Vladimir Caller
1 avril 2013
Difficile de trouver des exemples d’une plus grande irrationalité dans la conduite d’une politique extérieure que celle dont le gouvernement français nous fait, aujourd’hui, la démonstration éclatante. Après avoir décidé de lancer, sous la présidence de Sarkozy, une brutale intervention militaire en Libye sous prétexte de l’imminence d’un massacre contre la population de Benghazi par le gouvernement de Kadhafi, voilà que le gouvernement français, cette fois sous la direction de François Hollande, décide d’intervenir militairement au Mali. Or il saute aux yeux du plus modeste observateur que la crise malienne est, dans une large mesure, une résultante de l’intervention, plus exactement de l’agression, concoctée par la diplomatie franco-britannique, activement soutenue par les Etats-Unis et l’Otan. Cette agression militaire qui a duré plus de 8 mois a été non seulement à l’origine d’un important flux d’armements de tout genre provenant des pays agresseurs dont, en plus des pays mentionnées, ceux des pétromonarchies du Golfe mais également du gigantesque pillage des stocks d’armes du gouvernement dans le contexte de la destruction de l'Etat libyen et l'installation au pouvoir de groupes mafieux et de mercenaires islamistes d'Al-Qaeda.

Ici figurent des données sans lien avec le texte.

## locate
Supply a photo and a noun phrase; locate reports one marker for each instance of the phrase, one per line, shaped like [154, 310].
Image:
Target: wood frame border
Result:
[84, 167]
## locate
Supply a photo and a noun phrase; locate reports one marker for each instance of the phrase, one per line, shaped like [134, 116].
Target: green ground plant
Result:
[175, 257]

Si à cela s’ajoute le fait que des centaines de milliers de travailleurs venant de l’Afrique subsaharienne dont de très nombreux touaregs ont du fuir le pays en détresse dans le contexte de l’agression et, en particulier, suite à la victoire des forces anti-Kadhafi, il n’est pas difficile d’imaginer un débordement migratoire, qui a alimenté le flux d’armes et de combattants vers le Mali où des mouvements islamistes radicaux et des nationalistes touareg sont en révolte contre le gouvernement du pays. Et c’est, en particulier, contre les forces islamistes qui sont dans une grande mesure les mêmes que la France soutenait pour se débarrasser de Kadhafi qu’aujourd’hui elle lance une violente opération militaire. Cette impressionnante incohérence se voit confirmée par l’actuelle politique française consistant à soutenir et armer les rebelles syriens, dont la composante islamique est chaque fois plus hégémonique, tout en combattant les mêmes (ou très semblables) islamistes au Mali.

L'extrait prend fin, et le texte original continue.